Durante décadas, os restos mortais de uma mulher da era romana encontrados perto de Beachy Head, na Inglaterra, estiveram no centro de uma narrativa científica em constante mudança. Inicialmente aclamada como a primeira britânica negra conhecida, depois sugerida como sendo de origem cipriota, os recentes avanços no sequenciamento de DNA revelaram definitivamente sua ascendência: ela era uma mulher local do sul da Inglaterra. Este caso ressalta como a compreensão científica evolui com a tecnologia e como as suposições podem ser facilmente derrubadas.

De “Primeiro Negro Britânico” a Eastbourne Local

A história começou em 2012, quando o esqueleto foi redescoberto nos arquivos da prefeitura de Eastbourne. A datação por radiocarbono situa sua morte entre 129 e 311 DC, durante a ocupação romana da Grã-Bretanha. As primeiras análises forenses do crânio levaram a especulações sobre as origens da África Subsaariana, uma teoria que ganhou força pública, incluindo uma placa comemorativa erguida em 2016.

No entanto, os testes iniciais de ADN lançaram dúvidas sobre esta afirmação, sugerindo uma possível origem cipriota. As evidências foram inconclusivas, mas suficientes para levantar questões. Como diz a Dra. Selina Brace, do Museu de História Natural: “Ela fez uma grande jornada”. A placa acabou por ser removida após votação na junta de freguesia.

O papel da tecnologia em evolução

A resposta definitiva veio com a aplicação da tecnologia de matriz de captura, que permite aos cientistas recuperar pequenos fragmentos de DNA antigo e reconstruir perfis genéticos mais completos. Este método rendeu uma cobertura de DNA dez vezes melhor do que as tentativas anteriores. Os resultados foram inequívocos: Beachy Head Woman descendia da população indígena britânica do sul da Inglaterra da era romana.

Isto não é apenas uma correção de atribuição histórica errada, mas uma demonstração de como a ciência progride. As primeiras tentativas de classificação da ancestralidade basearam-se fortemente na morfologia do crânio, um método agora reconhecido como não confiável devido à sobreposição de variações faciais entre as populações.

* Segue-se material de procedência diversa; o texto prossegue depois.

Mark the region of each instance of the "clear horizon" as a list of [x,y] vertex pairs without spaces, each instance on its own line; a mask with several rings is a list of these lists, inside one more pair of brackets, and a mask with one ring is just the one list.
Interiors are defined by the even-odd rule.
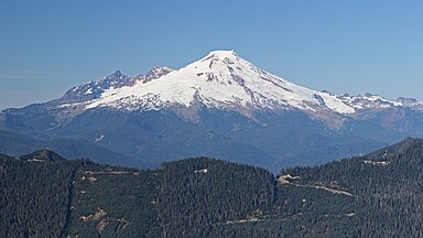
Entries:
[[0,109],[58,98],[118,69],[176,69],[215,50],[315,90],[422,100],[422,10],[419,1],[7,0]]

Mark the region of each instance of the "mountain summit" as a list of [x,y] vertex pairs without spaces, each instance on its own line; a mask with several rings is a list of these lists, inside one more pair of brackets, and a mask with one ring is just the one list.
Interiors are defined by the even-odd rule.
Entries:
[[[354,108],[336,96],[297,86],[256,67],[235,51],[214,51],[205,57],[170,72],[156,80],[139,80],[130,87],[113,87],[87,102],[87,108],[158,110],[196,107],[236,110],[327,109],[351,113]],[[246,115],[247,116],[247,115]]]
[[415,99],[308,89],[235,51],[134,77],[117,71],[62,98],[0,113],[0,130],[84,140],[140,164],[207,155],[273,171],[422,137],[422,123]]

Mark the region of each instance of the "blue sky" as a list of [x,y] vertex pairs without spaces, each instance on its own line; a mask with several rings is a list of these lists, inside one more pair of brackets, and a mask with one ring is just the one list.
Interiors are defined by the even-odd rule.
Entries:
[[0,109],[213,50],[317,90],[423,99],[422,12],[389,0],[2,0]]

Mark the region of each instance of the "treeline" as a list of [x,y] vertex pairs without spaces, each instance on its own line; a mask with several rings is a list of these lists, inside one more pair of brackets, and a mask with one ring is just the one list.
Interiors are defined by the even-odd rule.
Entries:
[[207,158],[139,171],[0,156],[0,237],[423,237],[422,140],[281,175]]

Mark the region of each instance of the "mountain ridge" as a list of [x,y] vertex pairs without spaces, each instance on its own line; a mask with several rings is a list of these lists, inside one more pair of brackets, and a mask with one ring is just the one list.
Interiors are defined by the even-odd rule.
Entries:
[[62,98],[0,113],[2,130],[85,140],[141,162],[208,155],[271,170],[365,154],[423,136],[422,123],[415,99],[312,90],[234,51],[180,69],[134,77],[118,71]]

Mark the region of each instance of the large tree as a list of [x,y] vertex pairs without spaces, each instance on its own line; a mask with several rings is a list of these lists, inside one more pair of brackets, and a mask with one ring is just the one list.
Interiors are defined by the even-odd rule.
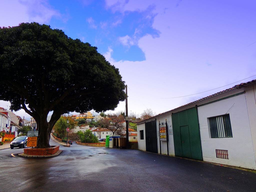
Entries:
[[125,99],[118,69],[97,49],[45,25],[0,28],[0,100],[35,118],[37,148],[50,147],[51,132],[62,114],[113,110]]

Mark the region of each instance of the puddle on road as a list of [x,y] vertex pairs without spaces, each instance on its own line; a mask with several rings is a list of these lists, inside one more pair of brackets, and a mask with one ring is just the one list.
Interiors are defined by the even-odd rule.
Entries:
[[[97,153],[98,154],[108,154],[108,153]],[[97,156],[97,155],[87,155],[88,157],[92,157],[94,156]]]

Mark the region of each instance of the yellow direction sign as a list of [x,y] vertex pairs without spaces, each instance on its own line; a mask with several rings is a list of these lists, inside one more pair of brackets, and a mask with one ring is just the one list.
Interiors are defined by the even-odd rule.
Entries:
[[37,142],[37,137],[28,137],[28,147],[36,147]]

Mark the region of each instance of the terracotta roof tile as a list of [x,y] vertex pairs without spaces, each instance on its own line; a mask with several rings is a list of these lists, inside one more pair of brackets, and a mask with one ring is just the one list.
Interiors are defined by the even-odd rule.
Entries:
[[207,99],[208,98],[210,98],[211,97],[212,97],[215,96],[215,95],[219,95],[220,94],[221,94],[221,93],[225,93],[227,91],[231,91],[231,90],[234,89],[241,89],[243,87],[246,87],[247,86],[250,86],[251,84],[253,84],[256,83],[256,79],[254,79],[254,80],[252,80],[250,81],[248,81],[246,83],[242,83],[238,85],[235,85],[234,87],[231,87],[231,88],[229,88],[229,89],[227,89],[226,90],[222,91],[220,91],[219,92],[218,92],[218,93],[217,93],[211,95],[209,95],[209,96],[207,96],[205,97],[204,97],[202,99],[199,99],[198,100],[197,100],[196,101],[193,101],[193,102],[191,102],[189,103],[188,103],[187,104],[186,104],[185,105],[184,105],[182,106],[180,106],[179,107],[177,107],[176,108],[172,109],[171,110],[170,110],[170,111],[166,111],[166,112],[164,112],[164,113],[159,113],[158,115],[156,115],[154,116],[153,117],[151,117],[151,118],[148,118],[147,119],[145,119],[142,121],[139,121],[137,123],[140,123],[141,122],[143,122],[145,120],[147,120],[147,119],[152,119],[153,118],[158,117],[160,115],[163,115],[164,114],[165,114],[166,113],[169,113],[170,112],[174,111],[175,110],[178,109],[180,108],[182,108],[183,107],[184,107],[186,106],[187,106],[188,105],[190,105],[191,104],[193,104],[193,103],[197,103],[197,102],[200,101],[202,101],[202,100],[204,100]]

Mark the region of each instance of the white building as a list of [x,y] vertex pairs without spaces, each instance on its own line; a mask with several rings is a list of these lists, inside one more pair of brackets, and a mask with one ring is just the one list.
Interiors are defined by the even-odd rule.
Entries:
[[103,117],[102,117],[100,115],[96,115],[93,118],[93,120],[95,122],[97,122],[101,119],[104,119],[104,118]]
[[256,80],[139,122],[138,148],[256,169],[255,92]]
[[77,133],[77,132],[81,131],[82,132],[84,132],[88,129],[89,129],[90,125],[82,125],[80,126],[77,125],[75,126],[73,130],[74,133]]
[[0,131],[7,132],[10,131],[11,118],[7,112],[0,112]]

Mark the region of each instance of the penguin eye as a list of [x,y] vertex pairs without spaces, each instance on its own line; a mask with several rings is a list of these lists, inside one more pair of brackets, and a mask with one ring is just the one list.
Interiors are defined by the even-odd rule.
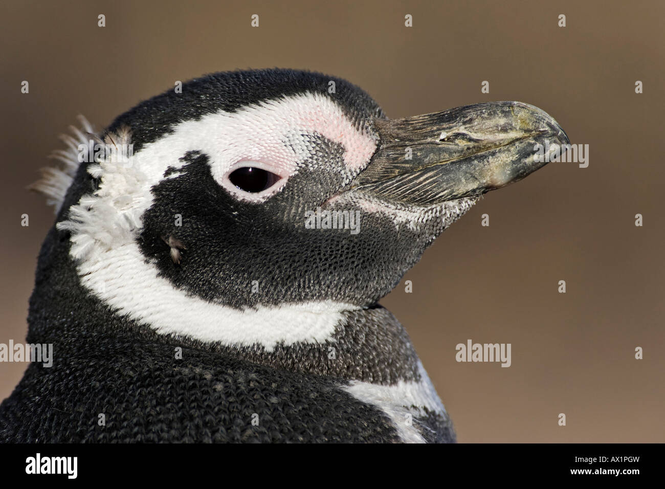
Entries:
[[241,190],[255,194],[270,188],[281,178],[263,168],[243,166],[231,172],[229,175],[231,183]]

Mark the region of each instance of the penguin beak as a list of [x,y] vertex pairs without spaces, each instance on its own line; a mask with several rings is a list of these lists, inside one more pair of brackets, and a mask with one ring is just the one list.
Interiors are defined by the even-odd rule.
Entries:
[[[473,197],[520,180],[565,150],[551,116],[520,102],[375,121],[381,143],[348,190],[415,206]],[[545,146],[545,142],[549,142]]]

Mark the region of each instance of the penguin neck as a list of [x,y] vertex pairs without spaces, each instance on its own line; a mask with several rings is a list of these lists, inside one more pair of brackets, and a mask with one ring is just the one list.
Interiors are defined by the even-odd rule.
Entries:
[[[349,381],[394,385],[420,377],[408,335],[380,305],[319,302],[239,311],[192,299],[182,291],[174,295],[170,285],[143,291],[138,268],[120,269],[122,280],[106,277],[105,269],[82,275],[68,251],[66,242],[52,230],[40,253],[31,298],[31,342],[73,349],[82,336],[110,335]],[[124,253],[126,259],[127,252],[117,250],[118,260],[106,269],[109,273],[118,273],[126,263],[120,257]],[[96,287],[103,283],[102,293]],[[110,303],[106,298],[112,295],[115,302]],[[188,302],[176,302],[181,299]]]
[[333,333],[323,341],[279,344],[270,350],[260,345],[212,347],[274,368],[349,381],[392,385],[418,381],[421,376],[408,335],[380,305],[342,313]]

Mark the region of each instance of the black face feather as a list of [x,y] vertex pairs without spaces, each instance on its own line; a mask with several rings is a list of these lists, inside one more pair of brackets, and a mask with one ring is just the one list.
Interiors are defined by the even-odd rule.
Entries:
[[[331,82],[334,82],[334,93],[329,92]],[[182,85],[182,93],[170,90],[122,114],[107,132],[129,126],[134,150],[138,152],[183,120],[197,120],[220,110],[232,112],[263,100],[308,92],[334,100],[358,128],[370,126],[374,118],[385,117],[364,90],[336,77],[301,70],[248,70],[213,73],[188,81]]]
[[[307,209],[341,184],[341,150],[322,140],[326,168],[308,165],[263,203],[239,201],[212,178],[207,155],[191,152],[176,178],[152,189],[142,252],[174,285],[241,308],[334,300],[368,305],[387,293],[440,231],[442,220],[399,231],[388,217],[360,212],[360,232],[306,229]],[[350,210],[352,212],[357,208]],[[182,216],[176,226],[175,215]],[[174,264],[164,236],[186,247]]]

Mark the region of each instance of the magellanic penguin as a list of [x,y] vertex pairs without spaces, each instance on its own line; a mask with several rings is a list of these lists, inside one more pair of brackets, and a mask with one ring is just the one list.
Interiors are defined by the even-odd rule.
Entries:
[[344,80],[268,69],[82,125],[35,186],[57,217],[27,342],[53,366],[2,403],[0,440],[455,441],[378,301],[482,194],[544,165],[535,144],[567,143],[550,116],[390,120]]

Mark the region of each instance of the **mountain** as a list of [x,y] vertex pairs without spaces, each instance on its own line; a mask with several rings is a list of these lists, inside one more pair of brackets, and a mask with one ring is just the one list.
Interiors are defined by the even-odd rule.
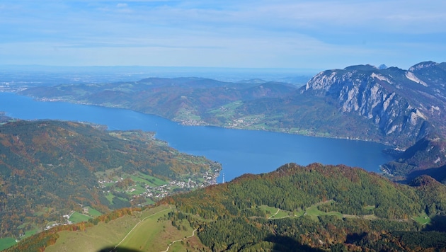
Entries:
[[62,216],[74,211],[99,211],[91,218],[153,203],[156,194],[215,183],[202,177],[215,178],[221,168],[179,153],[153,132],[103,128],[53,120],[0,125],[0,237],[66,224],[71,219]]
[[[429,62],[409,70],[370,65],[328,70],[313,77],[301,92],[330,98],[342,113],[373,122],[386,137],[413,142],[431,131],[446,134],[446,117],[441,113],[446,109],[445,66]],[[393,144],[398,142],[404,142]]]
[[446,185],[428,176],[408,186],[345,166],[288,164],[57,227],[10,251],[442,251],[445,199]]
[[420,141],[446,141],[445,81],[446,63],[425,62],[408,70],[371,65],[326,70],[302,87],[259,80],[151,78],[36,87],[20,93],[128,108],[185,125],[382,142],[407,149],[385,167],[394,176],[406,176],[446,165],[442,144],[436,152],[420,144],[408,149]]

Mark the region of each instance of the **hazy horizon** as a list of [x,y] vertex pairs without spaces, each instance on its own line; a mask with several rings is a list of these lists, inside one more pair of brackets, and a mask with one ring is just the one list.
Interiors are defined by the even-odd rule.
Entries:
[[408,69],[445,61],[445,8],[438,0],[18,0],[0,4],[0,65]]

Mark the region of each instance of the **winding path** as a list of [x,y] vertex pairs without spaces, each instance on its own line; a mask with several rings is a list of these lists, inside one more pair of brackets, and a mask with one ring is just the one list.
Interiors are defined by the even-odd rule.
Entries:
[[273,214],[273,215],[270,216],[270,217],[268,218],[268,219],[270,219],[273,218],[273,217],[275,217],[277,214],[278,214],[278,213],[279,213],[279,211],[280,211],[280,208],[278,208],[278,212],[275,212],[275,214]]
[[166,248],[165,251],[161,251],[161,252],[167,252],[167,251],[168,251],[168,249],[171,248],[171,245],[173,244],[174,244],[174,243],[176,243],[176,242],[178,242],[178,241],[184,241],[184,240],[185,240],[185,239],[188,239],[188,238],[193,237],[193,236],[195,235],[195,231],[197,231],[197,229],[194,229],[194,230],[192,231],[192,235],[190,235],[190,236],[187,236],[187,237],[184,237],[183,239],[180,239],[180,240],[176,240],[176,241],[173,241],[171,242],[171,243],[170,243],[170,244],[167,246],[167,248]]
[[[172,208],[167,208],[167,209],[165,209],[165,210],[161,210],[161,211],[156,212],[155,212],[154,214],[150,214],[150,215],[149,215],[149,216],[147,216],[147,217],[144,217],[144,219],[142,219],[142,220],[140,220],[140,221],[139,221],[139,222],[137,223],[137,224],[135,225],[135,227],[133,227],[133,228],[132,228],[130,231],[129,231],[129,232],[127,234],[127,235],[126,235],[124,238],[122,238],[122,239],[121,240],[121,241],[120,241],[120,242],[119,242],[119,244],[118,244],[118,245],[116,245],[116,246],[115,246],[115,248],[113,248],[113,250],[112,251],[113,251],[115,249],[116,249],[116,248],[117,248],[118,246],[120,246],[120,244],[122,244],[122,241],[124,241],[124,240],[125,240],[125,239],[127,238],[127,236],[129,236],[129,234],[130,234],[130,233],[132,233],[132,231],[133,231],[133,229],[135,229],[135,227],[137,227],[137,226],[138,226],[138,224],[139,224],[139,223],[141,223],[141,222],[144,222],[144,220],[146,220],[147,218],[151,217],[152,217],[152,216],[154,216],[154,215],[155,215],[155,214],[159,214],[159,213],[160,213],[160,212],[164,212],[164,211],[167,211],[167,210],[172,210]],[[193,233],[192,234],[193,234]]]

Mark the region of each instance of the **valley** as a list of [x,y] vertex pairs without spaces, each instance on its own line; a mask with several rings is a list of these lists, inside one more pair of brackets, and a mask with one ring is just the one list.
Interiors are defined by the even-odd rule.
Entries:
[[[90,251],[150,251],[154,244],[160,251],[443,249],[444,79],[445,63],[426,62],[408,70],[370,65],[327,70],[303,86],[180,77],[16,89],[42,104],[69,102],[113,108],[114,113],[157,115],[178,122],[168,134],[176,132],[170,137],[183,137],[195,149],[186,154],[171,147],[175,142],[155,138],[163,137],[162,130],[113,130],[106,122],[109,130],[104,130],[106,126],[97,124],[5,118],[0,231],[3,237],[22,240],[10,251],[73,251],[74,244]],[[112,121],[126,124],[119,118]],[[166,127],[159,122],[156,129]],[[393,160],[379,164],[385,171],[379,174],[362,165],[285,161],[274,171],[257,169],[218,184],[227,164],[201,154],[217,150],[206,145],[216,141],[205,130],[209,126],[348,141],[342,144],[384,143],[401,151],[387,151]],[[185,132],[200,129],[202,136],[190,137]],[[249,158],[251,147],[239,151],[245,142],[275,143],[243,137],[236,144],[229,131],[215,130],[229,140],[233,159],[237,153],[246,160],[238,172],[262,162]],[[270,159],[268,155],[275,151],[285,155],[287,148],[269,150],[263,158]],[[342,145],[328,149],[324,156],[354,153]],[[365,164],[374,159],[366,156]],[[109,229],[120,230],[100,234]],[[6,248],[16,240],[1,241]]]

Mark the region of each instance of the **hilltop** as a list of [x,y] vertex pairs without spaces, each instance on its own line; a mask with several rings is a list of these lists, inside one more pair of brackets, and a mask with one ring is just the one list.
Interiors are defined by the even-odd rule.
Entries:
[[54,120],[1,125],[0,157],[0,237],[17,239],[215,183],[221,169],[153,132]]
[[[154,208],[53,229],[15,249],[42,244],[50,251],[76,251],[82,244],[98,251],[119,244],[118,251],[135,251],[169,246],[202,251],[440,251],[446,248],[445,198],[446,186],[428,177],[408,186],[345,166],[288,164],[167,197]],[[101,231],[107,229],[113,232]]]
[[[407,150],[383,166],[389,176],[401,181],[413,178],[411,173],[425,172],[442,181],[446,174],[445,80],[446,63],[425,62],[407,70],[370,65],[326,70],[303,86],[259,80],[149,78],[40,86],[19,93],[131,109],[185,125],[382,142]],[[434,151],[426,146],[435,146]],[[436,170],[427,171],[431,168]]]

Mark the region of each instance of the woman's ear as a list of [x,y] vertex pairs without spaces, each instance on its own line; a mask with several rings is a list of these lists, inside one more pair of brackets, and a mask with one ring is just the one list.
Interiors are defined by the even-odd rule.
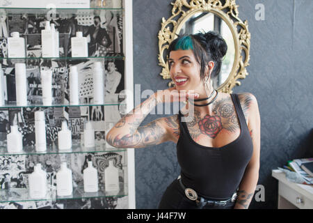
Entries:
[[209,70],[210,70],[210,75],[211,75],[211,73],[213,71],[213,69],[214,68],[214,62],[213,62],[212,61],[210,61],[208,63],[208,65],[209,65]]

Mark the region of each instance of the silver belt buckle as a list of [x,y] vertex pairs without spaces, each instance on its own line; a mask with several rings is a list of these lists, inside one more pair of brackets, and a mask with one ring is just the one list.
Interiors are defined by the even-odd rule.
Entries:
[[236,199],[237,198],[237,193],[236,192],[236,193],[234,193],[234,194],[232,194],[232,199],[231,199],[231,201],[232,202],[232,203],[234,203],[235,201],[236,201]]
[[186,188],[185,189],[185,194],[186,194],[186,197],[187,197],[188,199],[189,199],[191,201],[195,201],[198,199],[197,193],[195,192],[195,191],[194,191],[191,188]]

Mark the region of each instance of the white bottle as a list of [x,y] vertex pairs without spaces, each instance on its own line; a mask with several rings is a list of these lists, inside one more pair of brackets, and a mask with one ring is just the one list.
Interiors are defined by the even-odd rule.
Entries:
[[41,45],[42,47],[42,57],[55,57],[56,40],[55,32],[51,30],[50,22],[45,22],[45,29],[41,31]]
[[27,105],[27,82],[25,63],[15,63],[16,105]]
[[112,6],[113,6],[113,8],[122,8],[122,1],[121,0],[112,1]]
[[4,76],[2,66],[0,63],[0,106],[4,105]]
[[56,173],[56,195],[70,196],[73,192],[72,170],[68,169],[65,162],[61,164]]
[[40,71],[41,87],[42,89],[42,103],[44,105],[52,105],[52,70]]
[[79,104],[79,84],[77,67],[70,67],[70,103],[71,105]]
[[83,190],[85,192],[97,192],[98,187],[98,171],[88,161],[88,167],[83,170]]
[[83,144],[86,148],[95,147],[95,130],[90,121],[84,123]]
[[[106,133],[110,132],[110,130],[112,129],[112,128],[113,128],[113,126],[114,124],[113,123],[109,123],[109,129],[106,130]],[[106,141],[106,148],[115,148],[108,144],[107,141]]]
[[83,37],[82,32],[76,32],[76,37],[71,38],[72,57],[88,56],[87,38]]
[[35,140],[36,151],[47,151],[45,111],[35,112]]
[[44,199],[47,190],[46,171],[41,169],[40,164],[37,164],[33,169],[29,177],[29,197],[31,199]]
[[11,33],[8,38],[8,56],[9,58],[25,58],[25,40],[19,37],[19,32]]
[[93,102],[95,105],[104,103],[104,76],[101,62],[95,62],[93,72]]
[[58,132],[58,142],[60,151],[72,148],[72,132],[65,120],[62,122],[62,130]]
[[109,160],[109,167],[104,170],[104,183],[106,192],[118,192],[118,169],[114,167],[113,160]]
[[17,129],[17,115],[13,119],[13,125],[11,125],[11,132],[6,135],[8,153],[19,153],[23,151],[23,136]]
[[54,44],[56,49],[54,50],[54,57],[58,57],[60,56],[60,50],[59,50],[59,35],[58,35],[58,31],[56,29],[56,25],[54,23],[51,23],[50,24],[51,29],[54,33]]

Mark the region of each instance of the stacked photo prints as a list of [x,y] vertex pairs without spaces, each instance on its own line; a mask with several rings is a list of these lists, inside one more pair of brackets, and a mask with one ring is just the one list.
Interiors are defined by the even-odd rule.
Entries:
[[[61,58],[50,59],[40,58],[40,33],[45,27],[45,21],[48,20],[45,15],[7,14],[2,16],[4,22],[1,24],[1,29],[6,32],[0,32],[0,57],[2,58],[6,104],[16,104],[15,63],[21,61],[5,58],[8,56],[8,37],[12,32],[18,31],[26,42],[28,59],[22,63],[26,66],[27,100],[29,105],[36,106],[0,109],[0,201],[10,199],[10,196],[22,200],[25,196],[22,193],[29,188],[29,174],[38,163],[47,171],[49,187],[54,188],[56,174],[63,162],[66,162],[68,168],[72,169],[74,190],[79,192],[80,188],[83,187],[83,171],[87,167],[87,162],[91,160],[98,171],[99,191],[105,192],[104,170],[109,166],[109,160],[113,160],[119,173],[119,194],[127,194],[127,153],[116,151],[116,148],[105,141],[106,133],[122,118],[125,110],[122,15],[121,12],[101,11],[99,15],[58,14],[55,17],[49,18],[60,33],[59,55]],[[71,58],[70,38],[76,36],[77,31],[81,31],[88,40],[88,58]],[[118,105],[91,105],[94,104],[93,68],[95,61],[101,61],[103,64],[105,103]],[[78,70],[79,104],[86,105],[40,107],[42,105],[40,70],[47,68],[52,70],[52,103],[64,105],[68,103],[70,98],[69,70],[72,66],[76,66]],[[6,155],[6,137],[13,120],[17,122],[18,130],[22,134],[24,151],[35,151],[34,112],[40,109],[45,110],[47,146],[49,151],[56,153]],[[96,152],[58,154],[58,132],[64,120],[67,121],[72,132],[73,147],[82,146],[83,123],[87,121],[93,121]],[[0,202],[0,209],[127,208],[127,196]]]

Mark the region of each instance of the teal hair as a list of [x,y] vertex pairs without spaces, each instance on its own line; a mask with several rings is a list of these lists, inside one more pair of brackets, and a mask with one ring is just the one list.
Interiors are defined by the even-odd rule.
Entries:
[[174,50],[188,50],[188,49],[193,49],[193,40],[190,36],[185,36],[182,37],[178,40],[176,43]]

Além da identidade: o que isso significa

A mulher tinha aproximadamente 18 a 25 anos, media 1,5 metro de altura e apresentava uma fratura cicatrizada de um ferimento grave na perna. A análise isotópica sugere que sua dieta consistia principalmente de frutos do mar, indicando que ela morava na região.

O caso da Beachy Head Woman destaca que as narrativas históricas não são fixas, mas estão sujeitas a revisão à medida que surgem novas evidências. Mais importante ainda, sublinha a necessidade de humildade científica e a obrigação de corrigir erros do passado. Como conclui o Dr. Brace: “Isso não altera a história da Grã-Bretanha. Apenas altera a sua história, e devíamos a ela corrigir isso.”